Spring Colloquium: "Imaging Cosmopolitanism: Immaterial Labor and Delhi, India’s Emerging Youth Culture Industry"

Tuesday, March 10, 2015 - 9:30am
130 McNeil Building

Please join us for the 2015 Urban Studies Graduate Student-Faculty Colloquium Series, in the Urban Studies Office: 130 McNeil Building, 3718 Locust Walk. The series provides an opportunity for graduate students who are affiliated with the Urban Studies Certificate program to come together and share their work, and get feedback from a discussant who represents a different discipline from their own. Breakfast included!

Author: Gabriel Dattatreyan, Penn's Graduate School of Education and Department of Anthropology

Discussant: Brent Luvaas, PhD, Assistant Professor of Anthropology, Drexel University.

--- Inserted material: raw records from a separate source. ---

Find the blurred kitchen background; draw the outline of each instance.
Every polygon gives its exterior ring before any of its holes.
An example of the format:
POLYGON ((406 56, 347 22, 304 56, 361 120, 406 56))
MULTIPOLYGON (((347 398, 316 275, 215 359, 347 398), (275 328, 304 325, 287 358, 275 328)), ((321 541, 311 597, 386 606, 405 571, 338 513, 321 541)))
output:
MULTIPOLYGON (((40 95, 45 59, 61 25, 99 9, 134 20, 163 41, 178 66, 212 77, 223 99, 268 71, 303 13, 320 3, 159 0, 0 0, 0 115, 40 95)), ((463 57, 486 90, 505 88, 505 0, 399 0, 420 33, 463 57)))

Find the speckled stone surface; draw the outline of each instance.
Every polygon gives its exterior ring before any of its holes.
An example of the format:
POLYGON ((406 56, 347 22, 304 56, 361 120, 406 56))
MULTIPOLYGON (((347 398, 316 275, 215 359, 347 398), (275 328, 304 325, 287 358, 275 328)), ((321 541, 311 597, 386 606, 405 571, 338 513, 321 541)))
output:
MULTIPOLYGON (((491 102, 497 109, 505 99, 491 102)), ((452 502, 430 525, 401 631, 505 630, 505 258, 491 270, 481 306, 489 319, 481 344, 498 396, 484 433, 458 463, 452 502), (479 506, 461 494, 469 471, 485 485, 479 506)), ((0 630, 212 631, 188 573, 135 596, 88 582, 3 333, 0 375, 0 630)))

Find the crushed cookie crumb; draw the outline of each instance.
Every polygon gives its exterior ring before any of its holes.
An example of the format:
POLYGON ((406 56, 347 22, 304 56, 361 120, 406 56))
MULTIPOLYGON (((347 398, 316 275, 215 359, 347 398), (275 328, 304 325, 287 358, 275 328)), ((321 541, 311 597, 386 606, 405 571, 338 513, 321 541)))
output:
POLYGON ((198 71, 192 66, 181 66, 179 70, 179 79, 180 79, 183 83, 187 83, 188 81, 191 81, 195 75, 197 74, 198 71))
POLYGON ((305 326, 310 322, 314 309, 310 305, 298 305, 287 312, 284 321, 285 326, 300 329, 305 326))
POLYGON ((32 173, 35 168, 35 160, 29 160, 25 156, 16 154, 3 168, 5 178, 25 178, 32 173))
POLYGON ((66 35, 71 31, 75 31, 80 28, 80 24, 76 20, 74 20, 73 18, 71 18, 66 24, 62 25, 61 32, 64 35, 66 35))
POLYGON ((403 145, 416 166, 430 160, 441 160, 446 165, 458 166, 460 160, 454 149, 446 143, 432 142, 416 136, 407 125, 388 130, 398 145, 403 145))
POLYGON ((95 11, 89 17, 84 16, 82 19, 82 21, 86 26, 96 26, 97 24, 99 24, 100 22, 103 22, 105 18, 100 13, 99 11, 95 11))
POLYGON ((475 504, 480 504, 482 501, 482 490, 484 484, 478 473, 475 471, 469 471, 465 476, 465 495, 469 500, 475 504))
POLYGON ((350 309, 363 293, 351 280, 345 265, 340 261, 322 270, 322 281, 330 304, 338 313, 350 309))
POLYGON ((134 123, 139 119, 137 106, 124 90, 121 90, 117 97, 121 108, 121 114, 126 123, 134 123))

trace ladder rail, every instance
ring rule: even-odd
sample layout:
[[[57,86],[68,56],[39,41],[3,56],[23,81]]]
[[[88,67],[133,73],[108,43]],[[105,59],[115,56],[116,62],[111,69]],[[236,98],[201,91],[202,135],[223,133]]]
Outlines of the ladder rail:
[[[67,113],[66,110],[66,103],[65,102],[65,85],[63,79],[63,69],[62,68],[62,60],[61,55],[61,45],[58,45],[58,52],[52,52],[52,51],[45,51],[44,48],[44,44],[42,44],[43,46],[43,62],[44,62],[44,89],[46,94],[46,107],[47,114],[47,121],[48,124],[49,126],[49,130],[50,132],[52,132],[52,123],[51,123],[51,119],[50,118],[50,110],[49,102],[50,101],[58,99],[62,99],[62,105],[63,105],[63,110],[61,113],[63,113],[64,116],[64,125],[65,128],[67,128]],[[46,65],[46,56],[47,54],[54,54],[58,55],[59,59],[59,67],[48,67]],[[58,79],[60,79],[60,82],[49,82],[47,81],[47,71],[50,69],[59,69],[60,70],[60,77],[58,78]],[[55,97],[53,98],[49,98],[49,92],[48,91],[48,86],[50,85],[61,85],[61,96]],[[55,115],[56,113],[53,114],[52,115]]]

Abstract: This paper explores how the youth culture industry is harnessing the performances of young migrants who participate Delhi’s burgeoning youth subcultural worlds of hip hop dance, skateboarding, and street art.  Specifically, I trace the ways in which young men and women originally from Nepal, the Northeastern states of India, and Bihar, as they participate in culture industry sponsored events, become the subject of image-making projects that connect their very bodies to a futuristic vision of a youthful urban India that celebrates cosmopolitanism even as the city they live in grows increasingly segregated by class (Fernandes, 2004; Waldrop, 2004) and divided by perceptions of racialized difference (McDuie, 2012).  I suggest that their participation in these corporate sponsored events mark one kind of immaterial laboring opportunity that is becoming available to young people who live in the margins of the city as branding agents look to create an affective image of the city that promotes what Michael Hardt (1999) argues is at the heart of immaterial laboring practices in contemporary late capitalism -- “a feeling of ease, well-being, satisfaction, excitement, passion – even a sense of connectedness or community” (95-96).  By focusing on the images and their contexts of their production, I argue for an attention to the ways in which “the conditions for the appropriation of local cultural difference as content” (Mazzarella, 2003:4) reveals how capitalism continues to unfold in India’s capital in the third decade since economic liberalization in ways that create novel arrangements of labor, difference, and aspiration.